Echeveria Coral Reef Red (Green Fuse Botanicals)

Echeveria ‘Coral Reef Red’ (Green Fuse Botanicals) Photo: Green Fuse Botanicals

Green Fuse Botanicals

“Quicker crop times is always an advantage,” says Jim Devereux, President of Green Fuse Botanicals. “Poinsettias may consume five to six months of space, while other potted crops may take just two to three months and achieve a higher price point per square foot.”

He says consumers are looking for textures and free flowering crops that maintain a tidy appearance long after the holidays have passed because they are very focused on returns for their money.

Begonia Holiday Silver Bells (Terra Nova Nurseries)

Begonia ‘Holiday Silver Bells’ (Terra Nova Nurseries) Photo: Terra Nova Nurseries

Terra Nova Nurseries

Terra Nova Nurseries offers the Holiday Series, a holiday-themed line, says Chuck Pavlich, Director of New Product Development. Holiday Series varieties are prime November through February (from before Thanksgiving through Valentine’s Day). Most plants in the series feature begonias that are winter-blooming indoors.

“Terra Nova’s Holida️y line grows easily under lots of greenhouse environments,” Pavlich says. “They can be grown under the same conditions as poinsettias, orchids, kalanchoe, and a whole host of other winter crops.”

Dianthus Sunflor Cosmos (HilverdaFlorist)

Dianthus ‘Sunflor Cosmos’ (HilverdaFlorist) Photo: HilverdaFlorist


Cheryl Zethof, Marketing Coordinator for HilverdaFlorist, says incorporating a multisensory approach to holiday season decors is trending. Dianthus ‘Sunflor’ seamlessly fits in with the fragrance trend due to its scented flowers, often described as warm spice, sweet vanilla, or clove.

“Dianthus ‘Sunflor’ is a versatile series, perfect for garden, patio planters, and indoor use during the holiday season,” she says. “Its outstanding cold tolerance enables cool production temperatures. ‘Sunflor’ has short cultivation time and a tight bloom window, for easy planning and bench-run production.”

Caladium Heart to Heart Radiance (Proven Winners)
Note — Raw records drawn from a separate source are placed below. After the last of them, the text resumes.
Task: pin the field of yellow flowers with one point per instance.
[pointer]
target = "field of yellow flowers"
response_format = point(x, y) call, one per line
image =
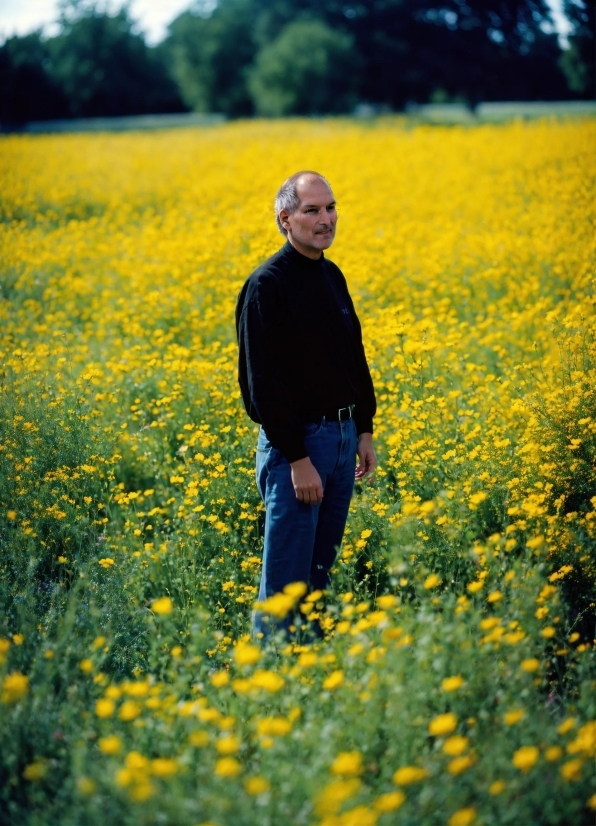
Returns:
point(456, 684)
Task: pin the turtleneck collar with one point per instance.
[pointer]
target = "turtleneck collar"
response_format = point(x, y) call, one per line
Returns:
point(303, 260)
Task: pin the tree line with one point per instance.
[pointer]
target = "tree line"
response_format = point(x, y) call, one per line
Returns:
point(277, 57)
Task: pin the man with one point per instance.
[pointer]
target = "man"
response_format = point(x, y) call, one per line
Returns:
point(305, 380)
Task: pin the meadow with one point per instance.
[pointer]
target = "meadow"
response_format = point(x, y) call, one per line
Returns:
point(456, 683)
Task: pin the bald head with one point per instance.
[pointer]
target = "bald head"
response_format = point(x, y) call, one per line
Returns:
point(289, 194)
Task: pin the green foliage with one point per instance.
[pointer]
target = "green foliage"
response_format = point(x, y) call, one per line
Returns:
point(309, 69)
point(104, 68)
point(208, 57)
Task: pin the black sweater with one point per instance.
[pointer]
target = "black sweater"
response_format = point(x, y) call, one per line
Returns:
point(301, 353)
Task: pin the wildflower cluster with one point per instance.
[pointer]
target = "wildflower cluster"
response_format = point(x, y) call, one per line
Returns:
point(454, 680)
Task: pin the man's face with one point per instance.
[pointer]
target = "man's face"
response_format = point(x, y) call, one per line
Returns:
point(311, 228)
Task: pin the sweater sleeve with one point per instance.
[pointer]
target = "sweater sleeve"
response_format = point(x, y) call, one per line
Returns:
point(366, 403)
point(262, 350)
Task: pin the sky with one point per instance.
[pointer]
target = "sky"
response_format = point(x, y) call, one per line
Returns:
point(23, 16)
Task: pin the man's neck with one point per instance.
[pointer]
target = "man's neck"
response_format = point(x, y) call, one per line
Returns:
point(308, 252)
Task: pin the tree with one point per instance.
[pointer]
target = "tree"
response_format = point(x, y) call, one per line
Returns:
point(104, 68)
point(209, 54)
point(27, 92)
point(578, 61)
point(308, 69)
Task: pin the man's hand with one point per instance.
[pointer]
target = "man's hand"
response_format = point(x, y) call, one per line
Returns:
point(307, 482)
point(367, 459)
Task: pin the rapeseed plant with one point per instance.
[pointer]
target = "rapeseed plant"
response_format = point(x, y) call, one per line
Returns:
point(455, 678)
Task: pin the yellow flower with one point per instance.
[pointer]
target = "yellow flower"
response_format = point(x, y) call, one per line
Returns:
point(36, 770)
point(452, 683)
point(256, 785)
point(409, 774)
point(14, 687)
point(455, 745)
point(104, 707)
point(334, 680)
point(513, 717)
point(571, 770)
point(4, 646)
point(389, 802)
point(463, 817)
point(489, 622)
point(525, 757)
point(268, 680)
point(110, 745)
point(219, 679)
point(585, 740)
point(442, 724)
point(163, 605)
point(348, 763)
point(273, 726)
point(227, 767)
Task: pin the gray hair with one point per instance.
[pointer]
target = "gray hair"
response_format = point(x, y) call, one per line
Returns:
point(287, 196)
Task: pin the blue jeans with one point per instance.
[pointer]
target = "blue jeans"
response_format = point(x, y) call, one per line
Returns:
point(301, 541)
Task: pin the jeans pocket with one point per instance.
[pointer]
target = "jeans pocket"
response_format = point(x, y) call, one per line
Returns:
point(313, 428)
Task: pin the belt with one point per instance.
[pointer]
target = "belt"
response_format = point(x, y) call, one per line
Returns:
point(340, 414)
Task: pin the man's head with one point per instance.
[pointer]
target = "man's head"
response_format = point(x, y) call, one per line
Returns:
point(305, 212)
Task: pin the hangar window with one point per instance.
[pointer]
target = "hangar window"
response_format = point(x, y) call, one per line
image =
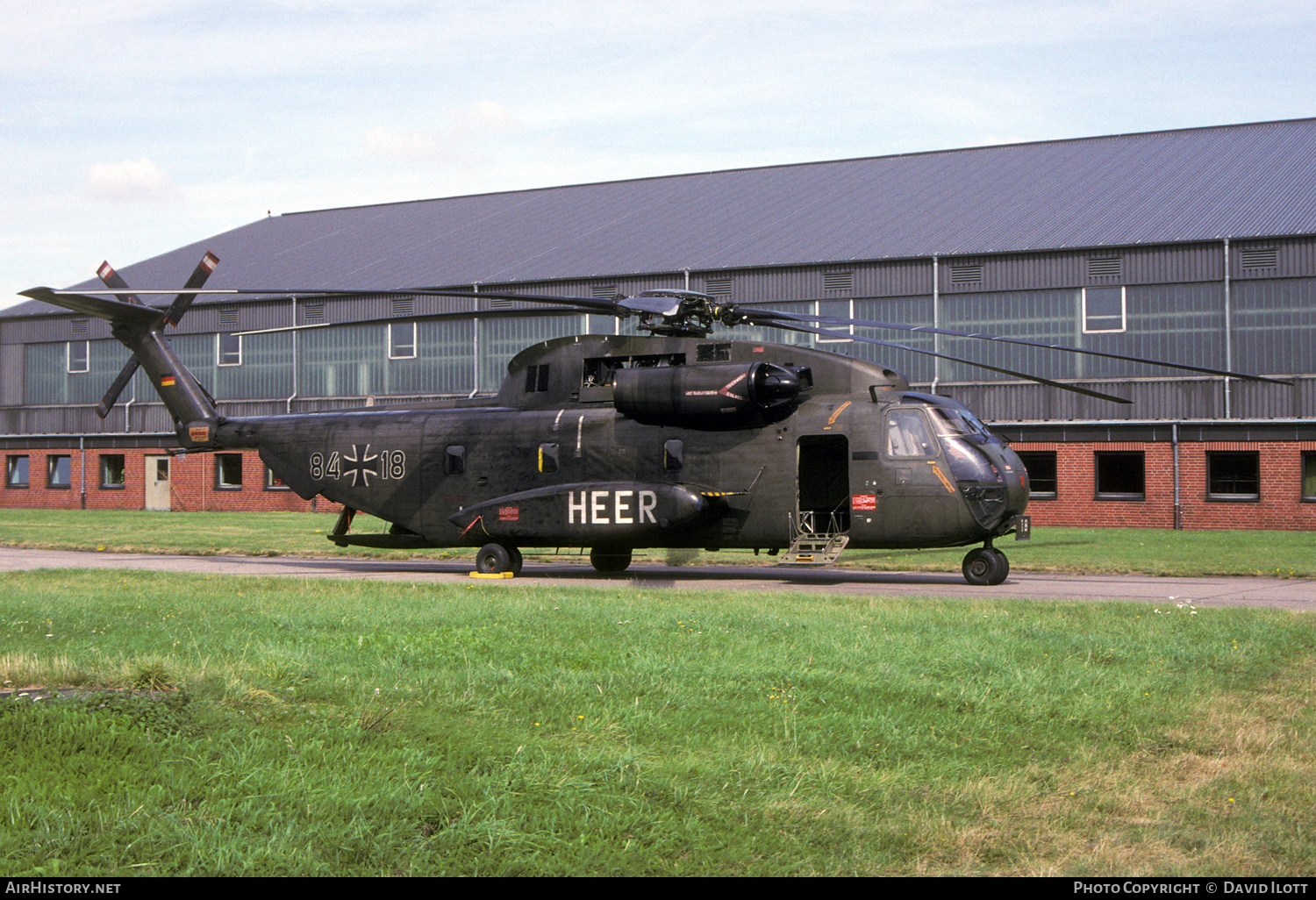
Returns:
point(1042, 481)
point(58, 471)
point(1120, 475)
point(402, 339)
point(1234, 475)
point(1103, 310)
point(228, 349)
point(78, 355)
point(228, 471)
point(112, 470)
point(537, 378)
point(16, 471)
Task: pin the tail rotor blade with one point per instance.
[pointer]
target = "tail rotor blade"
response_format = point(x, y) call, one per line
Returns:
point(182, 302)
point(194, 283)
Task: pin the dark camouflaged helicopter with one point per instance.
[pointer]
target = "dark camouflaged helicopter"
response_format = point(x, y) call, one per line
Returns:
point(671, 439)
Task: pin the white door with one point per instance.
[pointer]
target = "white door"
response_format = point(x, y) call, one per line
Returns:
point(157, 483)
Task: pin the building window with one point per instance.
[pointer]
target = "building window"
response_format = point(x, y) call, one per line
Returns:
point(58, 471)
point(1120, 475)
point(112, 470)
point(402, 339)
point(16, 471)
point(228, 349)
point(1042, 481)
point(228, 471)
point(78, 355)
point(537, 378)
point(1234, 475)
point(1103, 310)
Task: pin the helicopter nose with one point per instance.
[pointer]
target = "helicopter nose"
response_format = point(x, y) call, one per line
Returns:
point(774, 384)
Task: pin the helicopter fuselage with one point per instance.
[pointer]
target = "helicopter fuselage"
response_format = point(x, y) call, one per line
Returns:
point(619, 442)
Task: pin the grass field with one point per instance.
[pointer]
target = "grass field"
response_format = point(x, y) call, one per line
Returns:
point(289, 726)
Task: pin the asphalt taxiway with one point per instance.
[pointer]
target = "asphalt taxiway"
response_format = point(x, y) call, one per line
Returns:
point(1227, 591)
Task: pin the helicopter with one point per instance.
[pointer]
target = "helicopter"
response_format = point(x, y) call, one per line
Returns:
point(673, 439)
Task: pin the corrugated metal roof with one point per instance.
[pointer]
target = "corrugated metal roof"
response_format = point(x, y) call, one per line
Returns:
point(1192, 184)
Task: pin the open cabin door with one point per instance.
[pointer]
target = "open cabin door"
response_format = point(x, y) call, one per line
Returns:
point(821, 500)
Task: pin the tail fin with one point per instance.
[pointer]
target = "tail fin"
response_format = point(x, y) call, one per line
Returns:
point(141, 329)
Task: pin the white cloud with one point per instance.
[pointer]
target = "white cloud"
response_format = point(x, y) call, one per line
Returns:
point(462, 141)
point(131, 181)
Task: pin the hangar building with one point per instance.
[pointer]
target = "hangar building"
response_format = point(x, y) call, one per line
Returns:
point(1194, 246)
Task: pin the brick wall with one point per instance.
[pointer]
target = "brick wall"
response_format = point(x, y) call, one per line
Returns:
point(192, 484)
point(1279, 505)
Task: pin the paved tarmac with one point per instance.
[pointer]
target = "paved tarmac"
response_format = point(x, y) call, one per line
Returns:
point(1269, 592)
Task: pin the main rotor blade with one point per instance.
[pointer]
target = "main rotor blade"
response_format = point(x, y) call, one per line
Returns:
point(981, 336)
point(1039, 379)
point(594, 304)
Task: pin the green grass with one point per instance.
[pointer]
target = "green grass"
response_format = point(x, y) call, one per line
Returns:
point(1152, 552)
point(495, 728)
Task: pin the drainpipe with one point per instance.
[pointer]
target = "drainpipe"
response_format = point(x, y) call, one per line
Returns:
point(287, 404)
point(1178, 505)
point(82, 466)
point(1228, 331)
point(476, 344)
point(936, 323)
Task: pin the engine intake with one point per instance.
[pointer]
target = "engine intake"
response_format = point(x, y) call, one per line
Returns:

Caladium ‘Heart to Heart Radiance’ (Proven Winners) Photo: Proven Winners

Proven Winners

Poinsettias are iconic for the holidays, but they can be tough to keep alive, says Kate Spirgen, B2B Marketing Specialist for Proven Winners. Caladiums, on the other hand, last longer with easier care for customers.
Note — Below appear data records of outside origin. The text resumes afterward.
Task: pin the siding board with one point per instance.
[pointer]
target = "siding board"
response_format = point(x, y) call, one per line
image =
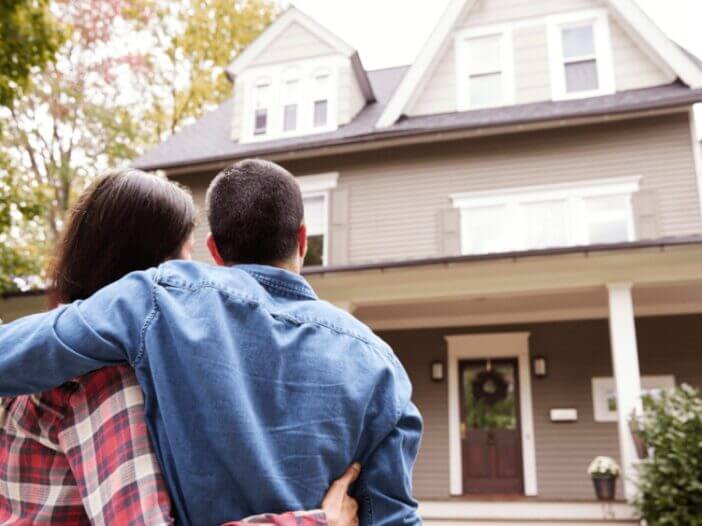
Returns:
point(294, 44)
point(576, 351)
point(633, 69)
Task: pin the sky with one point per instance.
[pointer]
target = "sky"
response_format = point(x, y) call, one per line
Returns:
point(368, 24)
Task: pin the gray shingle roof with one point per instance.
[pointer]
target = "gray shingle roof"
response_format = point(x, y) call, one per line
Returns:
point(208, 140)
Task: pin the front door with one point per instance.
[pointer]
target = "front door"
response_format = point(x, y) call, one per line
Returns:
point(490, 432)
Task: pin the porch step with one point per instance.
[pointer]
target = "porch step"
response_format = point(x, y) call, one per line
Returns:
point(526, 513)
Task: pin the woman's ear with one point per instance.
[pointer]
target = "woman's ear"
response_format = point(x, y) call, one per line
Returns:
point(214, 251)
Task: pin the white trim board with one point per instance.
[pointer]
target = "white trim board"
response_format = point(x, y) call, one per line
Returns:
point(644, 31)
point(485, 346)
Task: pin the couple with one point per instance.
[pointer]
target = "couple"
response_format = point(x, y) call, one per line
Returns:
point(256, 394)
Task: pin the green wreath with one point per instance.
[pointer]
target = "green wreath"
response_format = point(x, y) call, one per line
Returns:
point(490, 387)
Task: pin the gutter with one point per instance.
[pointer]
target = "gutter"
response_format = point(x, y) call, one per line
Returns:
point(389, 137)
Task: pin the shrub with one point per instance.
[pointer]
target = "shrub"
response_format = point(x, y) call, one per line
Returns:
point(670, 479)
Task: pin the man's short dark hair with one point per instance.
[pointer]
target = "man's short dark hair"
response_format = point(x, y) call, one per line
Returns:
point(255, 210)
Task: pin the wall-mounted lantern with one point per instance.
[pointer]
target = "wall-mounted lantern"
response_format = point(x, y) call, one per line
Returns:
point(540, 367)
point(438, 371)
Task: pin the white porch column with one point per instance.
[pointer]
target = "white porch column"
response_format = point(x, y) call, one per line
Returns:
point(627, 376)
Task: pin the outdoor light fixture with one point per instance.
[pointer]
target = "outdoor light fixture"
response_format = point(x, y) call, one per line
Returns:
point(437, 371)
point(540, 369)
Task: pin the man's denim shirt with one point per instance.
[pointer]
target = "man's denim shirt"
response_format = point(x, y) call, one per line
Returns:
point(257, 394)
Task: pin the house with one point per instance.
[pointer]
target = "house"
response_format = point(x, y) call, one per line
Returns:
point(518, 213)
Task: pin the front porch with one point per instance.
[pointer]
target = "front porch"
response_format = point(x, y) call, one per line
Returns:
point(604, 323)
point(496, 512)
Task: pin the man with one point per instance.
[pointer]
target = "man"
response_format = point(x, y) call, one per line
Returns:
point(250, 382)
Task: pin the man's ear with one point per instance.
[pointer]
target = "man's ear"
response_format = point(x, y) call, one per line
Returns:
point(302, 241)
point(214, 251)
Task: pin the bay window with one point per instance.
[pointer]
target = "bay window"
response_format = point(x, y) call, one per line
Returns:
point(578, 214)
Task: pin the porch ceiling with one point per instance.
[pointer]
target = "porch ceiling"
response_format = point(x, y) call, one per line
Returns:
point(568, 286)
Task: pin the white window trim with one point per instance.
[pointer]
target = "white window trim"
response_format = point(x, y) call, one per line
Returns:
point(486, 346)
point(320, 185)
point(603, 51)
point(278, 75)
point(574, 192)
point(507, 55)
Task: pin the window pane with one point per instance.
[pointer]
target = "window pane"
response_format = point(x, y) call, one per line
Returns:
point(290, 118)
point(262, 94)
point(546, 224)
point(315, 218)
point(291, 90)
point(581, 76)
point(486, 230)
point(484, 54)
point(320, 113)
point(578, 42)
point(315, 251)
point(486, 90)
point(612, 231)
point(261, 122)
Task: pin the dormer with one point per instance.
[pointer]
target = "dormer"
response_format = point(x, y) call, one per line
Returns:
point(296, 79)
point(497, 53)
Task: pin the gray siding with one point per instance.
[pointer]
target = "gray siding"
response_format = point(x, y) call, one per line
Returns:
point(388, 187)
point(632, 68)
point(295, 43)
point(576, 351)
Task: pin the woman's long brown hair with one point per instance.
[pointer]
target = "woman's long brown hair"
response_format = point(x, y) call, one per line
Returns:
point(126, 221)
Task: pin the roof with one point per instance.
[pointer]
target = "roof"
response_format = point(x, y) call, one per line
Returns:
point(293, 15)
point(628, 13)
point(208, 140)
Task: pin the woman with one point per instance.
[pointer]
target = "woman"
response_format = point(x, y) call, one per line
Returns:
point(80, 453)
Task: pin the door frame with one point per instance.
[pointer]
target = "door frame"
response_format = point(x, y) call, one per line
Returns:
point(483, 347)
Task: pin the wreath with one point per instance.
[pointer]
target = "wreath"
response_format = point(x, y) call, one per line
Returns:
point(489, 387)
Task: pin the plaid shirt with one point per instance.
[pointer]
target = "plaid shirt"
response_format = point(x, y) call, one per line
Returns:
point(80, 454)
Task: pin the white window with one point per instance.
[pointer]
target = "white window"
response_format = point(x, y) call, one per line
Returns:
point(293, 99)
point(321, 100)
point(485, 67)
point(262, 97)
point(291, 96)
point(580, 55)
point(316, 195)
point(579, 214)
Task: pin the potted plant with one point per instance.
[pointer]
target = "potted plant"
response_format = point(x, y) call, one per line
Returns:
point(604, 472)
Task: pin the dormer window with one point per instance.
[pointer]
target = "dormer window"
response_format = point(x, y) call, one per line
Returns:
point(290, 110)
point(286, 100)
point(321, 99)
point(485, 67)
point(262, 107)
point(580, 55)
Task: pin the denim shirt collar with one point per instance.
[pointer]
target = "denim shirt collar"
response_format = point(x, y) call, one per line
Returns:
point(279, 280)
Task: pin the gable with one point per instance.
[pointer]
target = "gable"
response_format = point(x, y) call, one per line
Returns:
point(294, 43)
point(633, 68)
point(644, 57)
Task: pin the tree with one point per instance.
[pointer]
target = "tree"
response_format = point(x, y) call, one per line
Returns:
point(28, 40)
point(194, 41)
point(128, 73)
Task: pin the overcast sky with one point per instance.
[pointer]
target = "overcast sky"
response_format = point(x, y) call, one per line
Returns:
point(368, 24)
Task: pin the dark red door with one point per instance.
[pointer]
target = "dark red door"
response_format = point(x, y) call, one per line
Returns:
point(490, 433)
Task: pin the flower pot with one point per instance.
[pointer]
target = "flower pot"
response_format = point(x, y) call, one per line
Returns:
point(605, 487)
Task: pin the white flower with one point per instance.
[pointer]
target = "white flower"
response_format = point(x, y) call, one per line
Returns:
point(604, 466)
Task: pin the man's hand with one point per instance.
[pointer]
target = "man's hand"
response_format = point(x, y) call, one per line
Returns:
point(342, 510)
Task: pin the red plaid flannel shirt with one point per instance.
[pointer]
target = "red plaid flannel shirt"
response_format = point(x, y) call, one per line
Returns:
point(80, 454)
“Customers, younger customers in particular, are looking for décor they can keep after Christmas into January and February,” she says. “Caladiums are the perfect option for both holiday and winter décor since they can be enjoyed year-round as houseplants.”

Growers also like caladiums because they are de-eyed to produce a fuller, more compact plant, and painted for easier, speedier orientation when planting.

Norfolk Island Pine (Costa Farms)

Norfolk Island Pine Photo: Costa Farms

Costa Farms

“We grow a ton of Norfolk Island Pine, of course (I believe Costa Farms grows more Norfolk Island Pine than anyone else in North America), as well as Anthuriums on the more traditional houseplant side,” says Justin Hancock, Senior Brand Marketing Manager for Costa Farms. “I’m not sure if there’s been an uptick because of the holidays or just because they’re trendy in general, but variegated plants like White Knight Philodendron and Begonia maculata have been popular this season. And being in South Florida, it’s interesting seeing gardeners and landscapers putting in lots of red-and-white bedding plants this time of year.”

Hancock says Norfolk Island Pine is a classic because it’s a subtropical, year-round houseplant you can decorate and use as a living Christmas tree during the holiday season.